In specified legal situations, a term known as “per stipes” applies, but there’s no need for you to concern yourselves with technical language. Essentially, given the scenario you’ve presented, each of your offspring has a rightful claim to a portion of their grandparent’s legacy.
At the time, however, they were underage and not yet legally qualified to receive an inheritance. Indeed, those under the age of 18, labelled children in this context, are not eligible for direct inheritance, meaning they cannot obtain direct oversight of inheritance assets. To cater for such circumstances, it is generally recommended for individuals who plan on bequeathing items to children, or where children might become beneficiaries, to set up a simple trust in their will, designed to manage these assets until the child becomes a legal adult, at 18 years of age.
Should there be no mention of a trust, as it seems to be the case here according to your statement, the executor or the designated personal representatives responsible for dealing with the estate, as per the will, are given the permission to nominate trustees to take care of any inheritance assigned to a minor. In the absence of such nomination, the executor or the assigned representative automatically assumes the role of trustee, as per sections 57 and 58 of the Succession Act of 1965.
You mentioned that one family member assumed trusteeship of the parents’ assets, which could be relevant in this context. I would have predicted some correspondence on the matter, but it remains unclear if the parent or guardian of minors who are beneficiaries of the trust are entitled to certain information.
You also indicated that the children were beneficiaries of “a sum of money from the estate” that was deposited into a post office savings account and continues to be managed by a family member.
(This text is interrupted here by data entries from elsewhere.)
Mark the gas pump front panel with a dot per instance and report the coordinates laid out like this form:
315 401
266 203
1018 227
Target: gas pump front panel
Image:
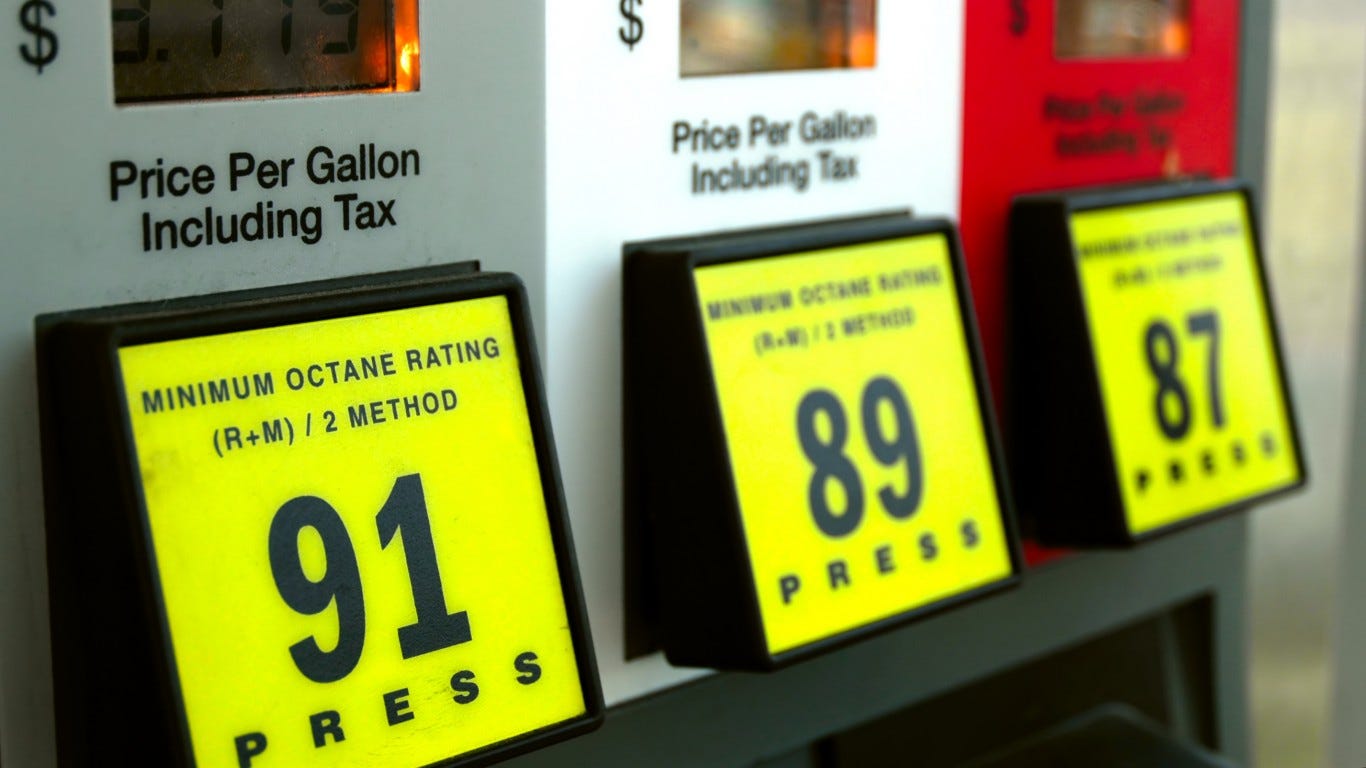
1167 399
672 118
325 521
1068 93
175 149
809 433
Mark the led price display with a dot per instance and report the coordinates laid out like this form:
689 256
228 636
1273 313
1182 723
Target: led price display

While I’m not versed in the intricacies of trust law, now that they’ve reached adulthood, there appears to be no legal barrier in the Succession Act or trust legislation preventing your children from assuming control of assets resulting from your father-in-law’s estate without a valid will.
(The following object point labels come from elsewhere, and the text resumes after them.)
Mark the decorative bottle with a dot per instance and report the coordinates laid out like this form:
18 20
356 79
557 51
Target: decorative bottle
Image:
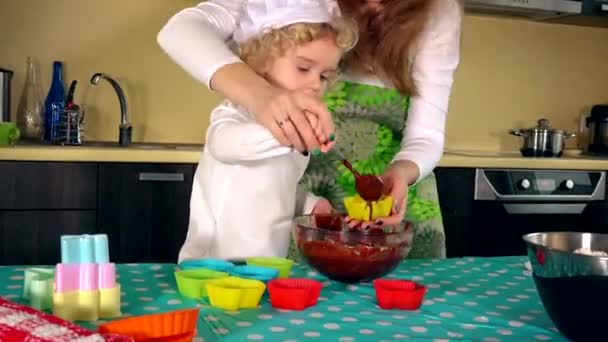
56 95
30 111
Furthermore, each child has a rightful claim to their entire portion of the estate. It’s still unclear whether the “sum of money” noted earlier equates to the portion of the total value of the full estate, inclusive of the two properties.
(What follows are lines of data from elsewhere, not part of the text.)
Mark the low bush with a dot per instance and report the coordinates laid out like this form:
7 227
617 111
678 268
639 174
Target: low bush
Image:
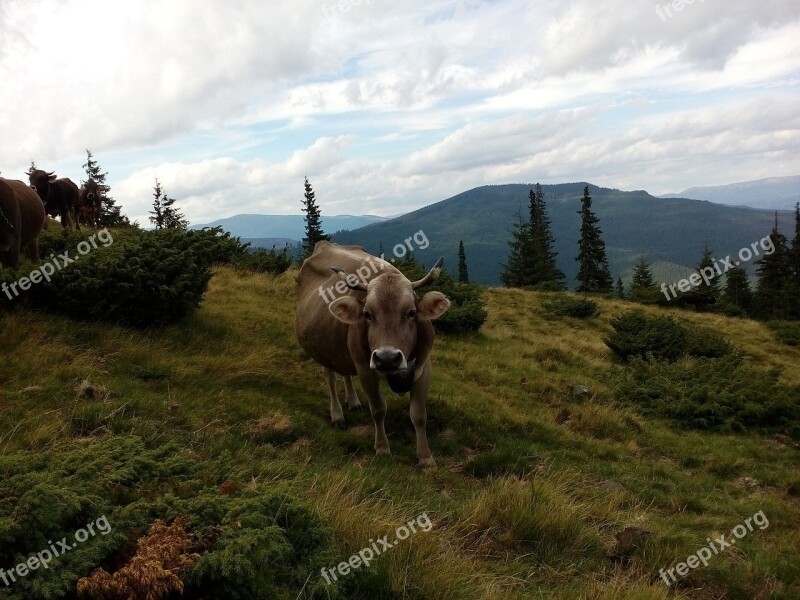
787 332
636 334
718 394
567 306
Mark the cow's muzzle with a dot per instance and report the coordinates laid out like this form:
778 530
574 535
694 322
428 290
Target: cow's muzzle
388 360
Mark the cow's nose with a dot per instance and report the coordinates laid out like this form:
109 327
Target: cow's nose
387 359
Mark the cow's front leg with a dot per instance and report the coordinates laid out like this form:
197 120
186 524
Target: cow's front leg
353 403
419 415
377 406
337 414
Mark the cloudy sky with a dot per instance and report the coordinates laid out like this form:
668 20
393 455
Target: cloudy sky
388 106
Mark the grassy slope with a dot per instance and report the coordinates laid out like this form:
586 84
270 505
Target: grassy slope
541 525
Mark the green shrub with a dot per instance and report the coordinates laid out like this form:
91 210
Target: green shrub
719 394
580 308
638 335
787 332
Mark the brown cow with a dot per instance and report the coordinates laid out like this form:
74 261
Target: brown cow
21 221
371 326
58 195
90 202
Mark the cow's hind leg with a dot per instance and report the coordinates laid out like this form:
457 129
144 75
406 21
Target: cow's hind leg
419 416
337 414
377 406
353 403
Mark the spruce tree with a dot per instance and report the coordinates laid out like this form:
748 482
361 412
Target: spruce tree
773 297
711 288
543 258
463 273
594 274
620 291
110 214
518 270
737 288
313 218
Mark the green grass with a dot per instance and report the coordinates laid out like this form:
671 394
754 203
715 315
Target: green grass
223 419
Consequently, each of your children is entitled to one-sixth of the total estate. Now that they’re legal adults, there are no grounds for keeping the inheritance outside their direct control. They should most definitely have been made aware of their detailed entitlement by this stage.
Once more, this is a matter they, now being grown-ups, can’t depend on you to handle. They must seek legal counsel. The inheritance rights should be clear to a lawyer based on probate documents.
Evidently, if you manage to secure the property by adverse possession, it can impact the assets available for the entire family to inherit. There seem to be numerous issues concerning both the property and the inheritance that, from your remarks, may necessitate specialised legal counselling, possibly not from the solicitor you’re currently engaging.
Bear in mind, this article is intended to assist readers and it does not act as a substitute for professional advice.